Was this okay? Bad spelling Principal related

He responded promptly.

I’m ambivalent about pointing out spelling errors. Sometimes it is just a typo, which I consider to be something like “teh” for “the”; other times it is the wrong word, such as “councillor” for “counsellor” or “principle” for “principal”. I don’t think of those as spelling errors, but as wrong word selections. Same for their, there, they’re.

If the wrong word makes the meaning different enough to cause a mental “Huh?”, then perhaps you can point that out, but not in a passive-aggressive way such as is suggested by writing a long response assuming he somehow wasn’t sure what he was writing and you’re only pointing it out for his own good.

In conclusion, I’d probably do what Caricci did.

I wouldn’t have said anything and given him the benefit of the doubt; perhaps he merely misspelled it and it autocorrected to the wrong word (this happens to me).
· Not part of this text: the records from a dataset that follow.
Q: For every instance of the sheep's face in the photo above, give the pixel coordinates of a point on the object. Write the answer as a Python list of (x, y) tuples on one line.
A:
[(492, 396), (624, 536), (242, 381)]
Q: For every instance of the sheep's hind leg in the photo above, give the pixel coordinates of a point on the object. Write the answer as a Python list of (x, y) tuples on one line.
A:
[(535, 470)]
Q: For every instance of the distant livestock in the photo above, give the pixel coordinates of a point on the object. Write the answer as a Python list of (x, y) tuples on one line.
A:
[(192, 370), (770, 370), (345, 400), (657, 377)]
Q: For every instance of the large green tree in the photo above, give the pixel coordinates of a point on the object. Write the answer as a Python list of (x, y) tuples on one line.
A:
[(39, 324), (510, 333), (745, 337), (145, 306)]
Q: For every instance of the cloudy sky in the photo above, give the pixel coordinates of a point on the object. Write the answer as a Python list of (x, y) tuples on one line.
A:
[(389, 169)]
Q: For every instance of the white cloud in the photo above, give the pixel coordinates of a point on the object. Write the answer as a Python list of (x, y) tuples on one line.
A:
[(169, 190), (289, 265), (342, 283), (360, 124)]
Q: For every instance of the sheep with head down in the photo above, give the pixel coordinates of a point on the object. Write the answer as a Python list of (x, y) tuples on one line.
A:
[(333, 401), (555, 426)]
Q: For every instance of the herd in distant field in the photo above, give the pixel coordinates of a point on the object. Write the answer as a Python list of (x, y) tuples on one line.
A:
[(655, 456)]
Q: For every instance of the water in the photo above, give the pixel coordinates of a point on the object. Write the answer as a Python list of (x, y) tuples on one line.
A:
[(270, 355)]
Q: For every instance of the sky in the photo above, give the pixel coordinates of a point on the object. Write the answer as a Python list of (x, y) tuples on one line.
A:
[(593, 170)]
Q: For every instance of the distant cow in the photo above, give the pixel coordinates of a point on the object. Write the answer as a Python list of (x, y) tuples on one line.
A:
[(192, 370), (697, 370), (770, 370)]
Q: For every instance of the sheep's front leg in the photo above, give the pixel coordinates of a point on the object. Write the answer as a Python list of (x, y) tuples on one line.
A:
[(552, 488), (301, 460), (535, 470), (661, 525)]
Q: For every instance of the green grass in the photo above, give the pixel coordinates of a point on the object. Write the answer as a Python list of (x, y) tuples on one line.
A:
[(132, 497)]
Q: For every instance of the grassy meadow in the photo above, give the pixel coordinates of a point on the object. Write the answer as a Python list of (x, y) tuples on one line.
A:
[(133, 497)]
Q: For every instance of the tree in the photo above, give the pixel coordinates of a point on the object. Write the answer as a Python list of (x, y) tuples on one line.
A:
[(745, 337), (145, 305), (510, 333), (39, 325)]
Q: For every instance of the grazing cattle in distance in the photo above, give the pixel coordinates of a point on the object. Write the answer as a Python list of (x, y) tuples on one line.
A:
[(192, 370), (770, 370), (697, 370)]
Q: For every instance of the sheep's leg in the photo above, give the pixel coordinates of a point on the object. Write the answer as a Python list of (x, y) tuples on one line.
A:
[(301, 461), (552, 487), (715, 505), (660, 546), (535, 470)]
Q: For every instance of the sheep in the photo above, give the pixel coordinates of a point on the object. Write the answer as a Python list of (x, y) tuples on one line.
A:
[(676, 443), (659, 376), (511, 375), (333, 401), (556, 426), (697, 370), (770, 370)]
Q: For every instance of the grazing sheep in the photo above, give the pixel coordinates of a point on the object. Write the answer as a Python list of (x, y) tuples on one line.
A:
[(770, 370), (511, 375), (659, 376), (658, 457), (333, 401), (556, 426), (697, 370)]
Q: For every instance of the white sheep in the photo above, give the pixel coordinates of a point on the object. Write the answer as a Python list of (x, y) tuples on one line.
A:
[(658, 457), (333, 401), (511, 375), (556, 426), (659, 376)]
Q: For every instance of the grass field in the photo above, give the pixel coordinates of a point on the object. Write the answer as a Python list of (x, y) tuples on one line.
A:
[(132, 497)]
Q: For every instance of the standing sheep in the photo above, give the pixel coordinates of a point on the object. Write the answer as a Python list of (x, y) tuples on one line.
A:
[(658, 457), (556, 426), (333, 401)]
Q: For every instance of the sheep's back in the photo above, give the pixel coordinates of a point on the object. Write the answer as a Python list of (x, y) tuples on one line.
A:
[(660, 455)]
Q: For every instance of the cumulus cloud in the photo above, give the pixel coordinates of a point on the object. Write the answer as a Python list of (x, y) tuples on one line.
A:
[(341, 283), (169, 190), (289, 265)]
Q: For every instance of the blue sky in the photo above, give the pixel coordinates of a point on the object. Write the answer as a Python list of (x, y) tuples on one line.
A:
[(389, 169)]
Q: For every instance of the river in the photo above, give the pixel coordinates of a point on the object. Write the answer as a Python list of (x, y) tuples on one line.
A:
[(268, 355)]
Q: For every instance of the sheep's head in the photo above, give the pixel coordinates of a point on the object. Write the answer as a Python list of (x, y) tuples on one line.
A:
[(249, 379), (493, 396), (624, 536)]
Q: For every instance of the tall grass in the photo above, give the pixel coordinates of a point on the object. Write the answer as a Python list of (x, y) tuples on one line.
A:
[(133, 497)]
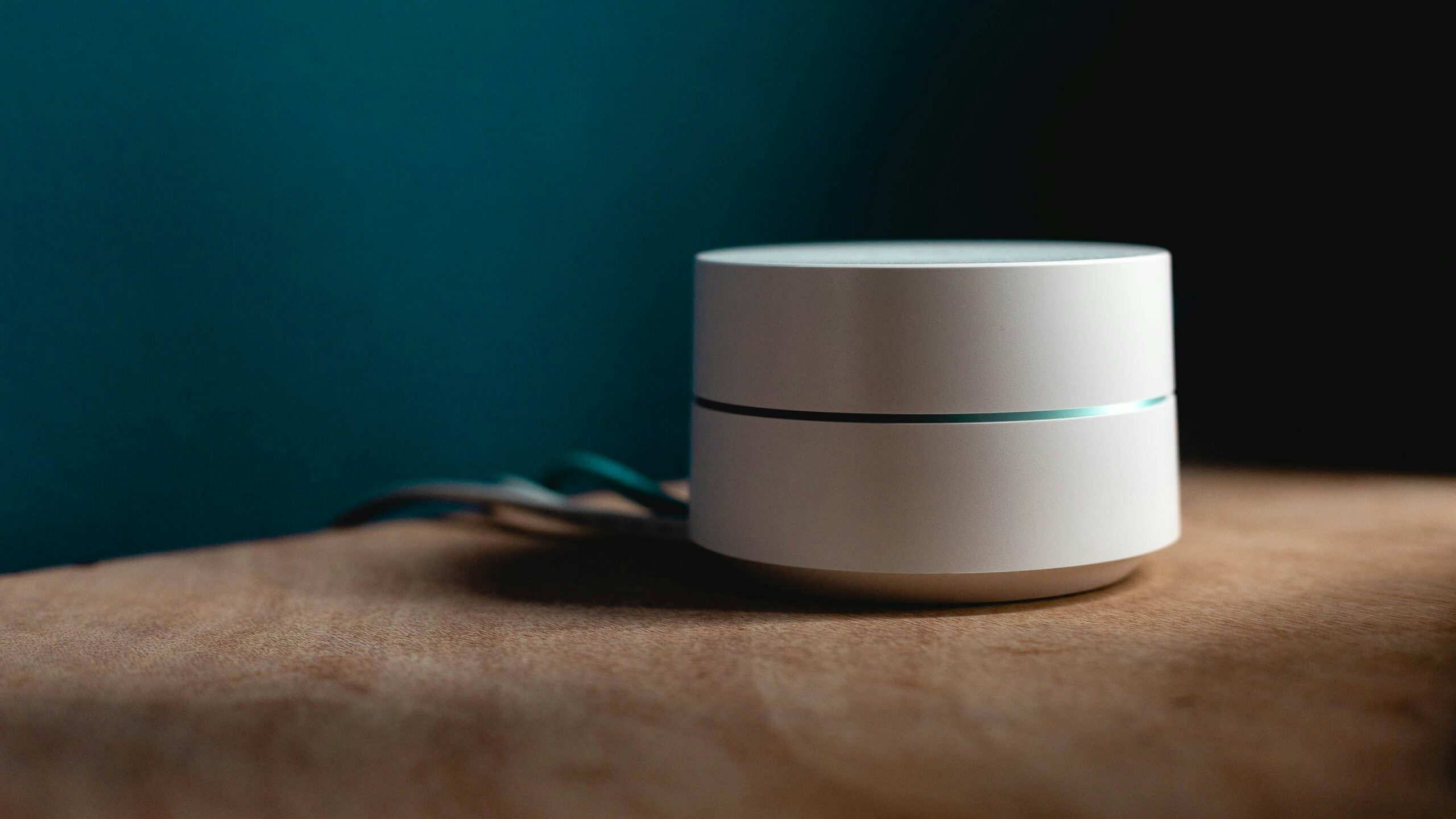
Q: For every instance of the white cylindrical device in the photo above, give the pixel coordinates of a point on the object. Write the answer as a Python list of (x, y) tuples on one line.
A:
[(957, 421)]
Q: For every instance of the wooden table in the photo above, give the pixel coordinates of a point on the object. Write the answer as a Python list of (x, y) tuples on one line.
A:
[(1293, 656)]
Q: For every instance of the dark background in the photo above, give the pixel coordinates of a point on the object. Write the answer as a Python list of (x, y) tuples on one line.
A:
[(258, 260)]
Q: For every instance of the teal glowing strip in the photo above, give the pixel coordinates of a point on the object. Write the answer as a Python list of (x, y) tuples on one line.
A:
[(934, 417)]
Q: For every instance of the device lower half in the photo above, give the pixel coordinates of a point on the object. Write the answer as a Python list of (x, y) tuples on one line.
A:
[(937, 512)]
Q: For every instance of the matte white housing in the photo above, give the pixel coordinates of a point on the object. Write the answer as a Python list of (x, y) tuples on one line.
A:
[(935, 420)]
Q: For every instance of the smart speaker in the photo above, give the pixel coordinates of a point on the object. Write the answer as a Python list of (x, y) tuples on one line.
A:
[(942, 421)]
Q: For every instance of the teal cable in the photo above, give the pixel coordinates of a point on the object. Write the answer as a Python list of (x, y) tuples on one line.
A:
[(617, 477)]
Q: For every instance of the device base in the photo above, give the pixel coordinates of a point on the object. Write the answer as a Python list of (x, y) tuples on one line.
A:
[(960, 588)]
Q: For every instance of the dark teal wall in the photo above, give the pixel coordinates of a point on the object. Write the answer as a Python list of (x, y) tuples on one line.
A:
[(259, 258)]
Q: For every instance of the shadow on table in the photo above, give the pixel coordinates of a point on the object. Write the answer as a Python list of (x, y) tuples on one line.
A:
[(680, 576)]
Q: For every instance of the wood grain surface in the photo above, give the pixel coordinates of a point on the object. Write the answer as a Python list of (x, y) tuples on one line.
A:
[(1295, 655)]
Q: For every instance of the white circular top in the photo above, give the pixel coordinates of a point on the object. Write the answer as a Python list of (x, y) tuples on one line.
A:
[(928, 253), (934, 327)]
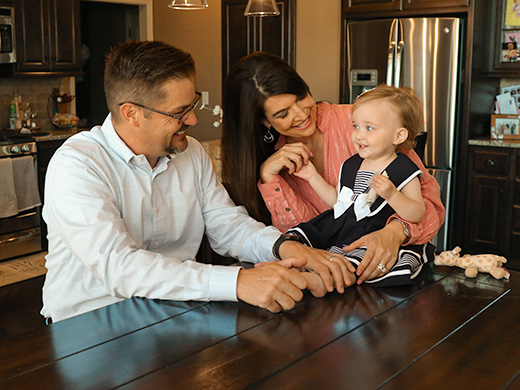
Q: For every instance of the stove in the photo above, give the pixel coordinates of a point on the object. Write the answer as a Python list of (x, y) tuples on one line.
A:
[(20, 234)]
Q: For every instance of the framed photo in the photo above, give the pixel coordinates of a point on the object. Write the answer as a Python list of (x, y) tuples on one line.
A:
[(512, 13), (505, 126)]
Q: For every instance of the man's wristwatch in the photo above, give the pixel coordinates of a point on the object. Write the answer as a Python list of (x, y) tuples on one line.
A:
[(282, 239)]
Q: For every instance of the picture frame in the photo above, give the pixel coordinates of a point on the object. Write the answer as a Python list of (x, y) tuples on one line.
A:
[(505, 126), (512, 13)]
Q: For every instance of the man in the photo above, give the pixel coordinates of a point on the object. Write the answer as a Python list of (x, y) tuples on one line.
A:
[(128, 202)]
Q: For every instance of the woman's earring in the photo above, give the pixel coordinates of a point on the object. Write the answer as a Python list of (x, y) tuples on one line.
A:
[(268, 137)]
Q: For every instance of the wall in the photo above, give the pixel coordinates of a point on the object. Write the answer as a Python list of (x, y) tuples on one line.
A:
[(199, 32)]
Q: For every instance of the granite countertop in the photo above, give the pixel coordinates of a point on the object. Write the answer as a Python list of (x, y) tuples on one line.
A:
[(57, 134), (506, 143)]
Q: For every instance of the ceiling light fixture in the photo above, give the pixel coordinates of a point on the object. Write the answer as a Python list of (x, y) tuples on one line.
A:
[(188, 4), (262, 8)]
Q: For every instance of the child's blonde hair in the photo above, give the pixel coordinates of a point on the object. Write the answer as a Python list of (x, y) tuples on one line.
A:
[(406, 102)]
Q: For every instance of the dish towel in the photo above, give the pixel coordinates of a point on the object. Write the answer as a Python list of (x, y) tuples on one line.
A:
[(8, 199), (26, 183)]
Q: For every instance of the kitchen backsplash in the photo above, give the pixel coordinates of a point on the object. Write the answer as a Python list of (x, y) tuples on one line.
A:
[(35, 91)]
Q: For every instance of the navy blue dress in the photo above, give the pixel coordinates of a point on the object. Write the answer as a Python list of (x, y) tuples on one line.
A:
[(333, 232)]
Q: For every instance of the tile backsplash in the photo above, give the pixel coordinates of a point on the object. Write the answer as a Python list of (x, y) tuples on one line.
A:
[(33, 90)]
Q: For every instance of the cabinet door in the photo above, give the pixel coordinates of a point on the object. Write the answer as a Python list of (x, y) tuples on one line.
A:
[(242, 35), (424, 4), (488, 209), (48, 35), (32, 27), (65, 45), (487, 214)]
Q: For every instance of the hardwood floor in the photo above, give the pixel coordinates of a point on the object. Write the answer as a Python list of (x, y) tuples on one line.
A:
[(20, 306)]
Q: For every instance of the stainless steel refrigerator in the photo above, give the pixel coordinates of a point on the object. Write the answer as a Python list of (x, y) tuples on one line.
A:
[(424, 54)]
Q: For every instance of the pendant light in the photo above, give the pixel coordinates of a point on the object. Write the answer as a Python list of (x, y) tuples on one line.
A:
[(188, 4), (262, 8)]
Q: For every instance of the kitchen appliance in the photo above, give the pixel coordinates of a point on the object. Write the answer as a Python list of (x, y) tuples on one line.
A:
[(7, 36), (19, 234), (424, 54)]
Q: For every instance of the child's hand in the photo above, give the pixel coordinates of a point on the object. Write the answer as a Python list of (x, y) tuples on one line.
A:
[(383, 186), (307, 171)]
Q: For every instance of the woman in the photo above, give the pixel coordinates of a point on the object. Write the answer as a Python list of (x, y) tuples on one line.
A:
[(271, 127)]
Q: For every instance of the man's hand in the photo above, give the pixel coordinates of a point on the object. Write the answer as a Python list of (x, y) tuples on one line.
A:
[(382, 248), (275, 286), (338, 272)]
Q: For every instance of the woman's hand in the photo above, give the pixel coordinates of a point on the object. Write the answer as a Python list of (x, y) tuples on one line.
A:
[(290, 156), (382, 248), (334, 269), (307, 172)]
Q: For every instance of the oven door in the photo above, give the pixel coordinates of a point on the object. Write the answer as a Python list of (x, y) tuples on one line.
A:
[(20, 235)]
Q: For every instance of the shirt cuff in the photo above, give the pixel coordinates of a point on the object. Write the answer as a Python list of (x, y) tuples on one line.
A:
[(223, 283)]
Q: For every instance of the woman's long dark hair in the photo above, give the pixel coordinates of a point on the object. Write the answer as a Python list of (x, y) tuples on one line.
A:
[(251, 81)]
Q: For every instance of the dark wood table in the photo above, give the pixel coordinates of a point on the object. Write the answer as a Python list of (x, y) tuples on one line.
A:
[(447, 332)]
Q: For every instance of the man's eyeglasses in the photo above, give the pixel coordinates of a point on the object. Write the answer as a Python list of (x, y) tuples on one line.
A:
[(181, 118)]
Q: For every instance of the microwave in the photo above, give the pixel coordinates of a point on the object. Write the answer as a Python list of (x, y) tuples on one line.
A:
[(7, 36)]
If every email had mistakes, especially of usage, I’d probably mention to the school secretary or something.

I’d rather let him cast the first stone…

Speaking as someone who witnesses this kind of thing all the time, I’d say he’s probably grateful for the assist, as long as you’re not making a federal case of it. If he had his fly down at Open House and you mentioned it when you said hello, you’d be doing him a favor, even if it was after his speech addressing the assembled parents. You just helped him to remember that everything he writes is going to be judged in light of his position in the school.

As for the “their/there/they’re” problem, perfectparanoia, I’ll bet that an underpaid school secretary had to create the template for that log. It’s one of those hundreds of random tasks that minimally motivated clerical staff has to do, often at a moment’s notice, and some of them are a little shaky on the concept of alphabetical order, much less spelling. If I’d received your call, I’d have fixed it that day, but the principal is probably the only person who would see to it actually being fixed for the whole school.

I’m not sure I understand where people are coming from when they suggest this correction was “casting the first stone” or rude. Can’t we assume the principal himself routinely corrects others on educational and behavioral topics? Isn’t that part of what a principal does?

He would be doing that to children. It’s generally considered rude to treat other adults as children.

Not entirely true. Some fundamentally disabled adults are treated like children, because they are childlike. Maybe I’m not rude; maybe I’m just treating the principal like that because he’s acting a bit developmentally disabled.

I am sorry, but you come off as disingenuous here. Lavendarviolet wrote that it’s generally considered rude to treat adults as children, clearly leaving room for exceptions. And I find it difficult to credit that you actually think the principal is acting developmentally disabled because he made a minor mistake – particularly a mistake easily attributable to a typo, an errant auto-correct function, or simple humanity.

It’s a bit condescending to assume that the principal can’t handle being corrected. I think that’s treating him like a child.

Not really. Principals have relatively little to do with the actual education component in schools. The certainly are not walking around grading papers and correcting grammar.

Correcting people is what teachers do. The principal’s job is to make sure that the teachers can do their job. They manage staff, budgets, strategic planning, relationships with key stakeholders (parents, governments), facilities, safety and security, and other meta–level decision making. They have little to nothing to do with the classroom except to make sure they are staffed, stocked and still standing. At best, they may put together panels that make high-level curriculum decisions (which book series to use, etc.) but even that would not be something they decide alone.